Debbie Reynolds 47:08
Yeah, I share your concerns in that regard. For sure, for sure. Well, this has been really great to chat with you today. This is a fantastic episode. Why don't you let folks know how they can contact you and get involved with For Humanity?
Ryan Carrier 47:24
Sure. So we have a website, it's https://ForHumanity.center. And there, people can learn about what we do; they can actually register. And registering on our website means something very simple. It's you're providing your email address, and you agree to our code of conduct. But once you do that, we actually do personal onboarding with me, where I walk people through what it is we do and how we do it. And we've grown over the last 18 months from just me, too, now, nearly 650 people from 48 countries around the world, all pouring in on the work that we're doing. And so, if you want to be involved, you are welcome to join and register. And we can sort of bring you in and figure out what your passions and your energies and your dreams and your goals are; we have a lot of tools that we want to give to people to empower them to succeed in this space. So registering on the website is easy, the easiest way, and also connect with me on LinkedIn, Ryan Carrier, and for humanity, and you'll find me pretty easily.
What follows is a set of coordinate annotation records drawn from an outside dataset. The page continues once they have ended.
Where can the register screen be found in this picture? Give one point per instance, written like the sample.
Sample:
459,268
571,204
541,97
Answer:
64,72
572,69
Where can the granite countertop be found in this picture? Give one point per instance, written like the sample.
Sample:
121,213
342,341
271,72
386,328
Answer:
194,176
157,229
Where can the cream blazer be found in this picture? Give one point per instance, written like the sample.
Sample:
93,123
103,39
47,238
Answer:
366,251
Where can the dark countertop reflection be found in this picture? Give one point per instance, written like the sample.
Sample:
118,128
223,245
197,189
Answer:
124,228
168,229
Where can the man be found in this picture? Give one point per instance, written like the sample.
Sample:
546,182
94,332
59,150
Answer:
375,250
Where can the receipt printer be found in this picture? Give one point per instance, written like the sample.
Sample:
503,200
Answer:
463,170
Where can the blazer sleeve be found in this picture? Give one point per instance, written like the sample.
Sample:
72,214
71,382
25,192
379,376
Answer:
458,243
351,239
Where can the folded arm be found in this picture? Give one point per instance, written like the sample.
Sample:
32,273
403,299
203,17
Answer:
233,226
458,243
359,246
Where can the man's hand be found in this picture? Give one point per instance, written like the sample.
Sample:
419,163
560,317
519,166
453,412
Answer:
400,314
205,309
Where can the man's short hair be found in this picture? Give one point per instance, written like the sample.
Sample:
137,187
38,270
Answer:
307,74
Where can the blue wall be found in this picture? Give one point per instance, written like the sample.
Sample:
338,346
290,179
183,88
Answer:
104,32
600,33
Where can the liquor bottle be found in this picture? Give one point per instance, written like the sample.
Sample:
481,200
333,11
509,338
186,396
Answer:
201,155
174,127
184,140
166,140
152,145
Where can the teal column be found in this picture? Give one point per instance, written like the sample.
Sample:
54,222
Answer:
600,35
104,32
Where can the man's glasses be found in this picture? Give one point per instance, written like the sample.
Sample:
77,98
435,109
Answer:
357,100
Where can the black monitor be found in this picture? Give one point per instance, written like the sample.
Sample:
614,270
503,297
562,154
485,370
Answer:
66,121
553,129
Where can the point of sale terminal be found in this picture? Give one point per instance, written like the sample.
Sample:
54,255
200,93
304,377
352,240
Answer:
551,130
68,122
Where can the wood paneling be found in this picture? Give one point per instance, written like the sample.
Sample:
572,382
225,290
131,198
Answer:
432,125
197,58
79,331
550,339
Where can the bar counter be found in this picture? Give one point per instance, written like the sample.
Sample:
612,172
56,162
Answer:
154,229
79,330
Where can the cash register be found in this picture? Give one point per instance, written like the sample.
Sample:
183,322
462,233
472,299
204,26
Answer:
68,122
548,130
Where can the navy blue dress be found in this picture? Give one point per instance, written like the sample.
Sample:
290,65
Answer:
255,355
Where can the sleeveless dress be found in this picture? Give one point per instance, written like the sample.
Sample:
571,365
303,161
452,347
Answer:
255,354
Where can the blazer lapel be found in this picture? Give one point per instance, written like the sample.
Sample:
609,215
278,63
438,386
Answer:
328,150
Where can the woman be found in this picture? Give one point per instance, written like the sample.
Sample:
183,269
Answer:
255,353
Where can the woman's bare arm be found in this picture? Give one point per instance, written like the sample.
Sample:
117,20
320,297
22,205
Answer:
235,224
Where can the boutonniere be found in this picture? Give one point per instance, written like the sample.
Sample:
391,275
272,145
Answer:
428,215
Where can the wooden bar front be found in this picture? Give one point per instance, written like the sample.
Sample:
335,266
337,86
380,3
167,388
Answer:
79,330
And we can take it to take the conversation from there.
Sanna Toropainen 48:40
Excellent. I'm looking forward to us being able to collaborate together and have more chats about things that we can do for sure. So I'm really excited about the things you're doing. And I have friends as well. Mitch and my buddy Rohan Light from New Zealand are part of the for humanity effort as well. So I think you know, I love what you're doing and I love to see what we can do together.
Ryan Carrier 49:06
That sounds great. I look forward to it as well.
Debbie Reynolds 49:09
Well, thank you, and I'll talk to you so
Ryan Carrier 49:12
Thank you so much. Thank you for having me on. I appreciate it.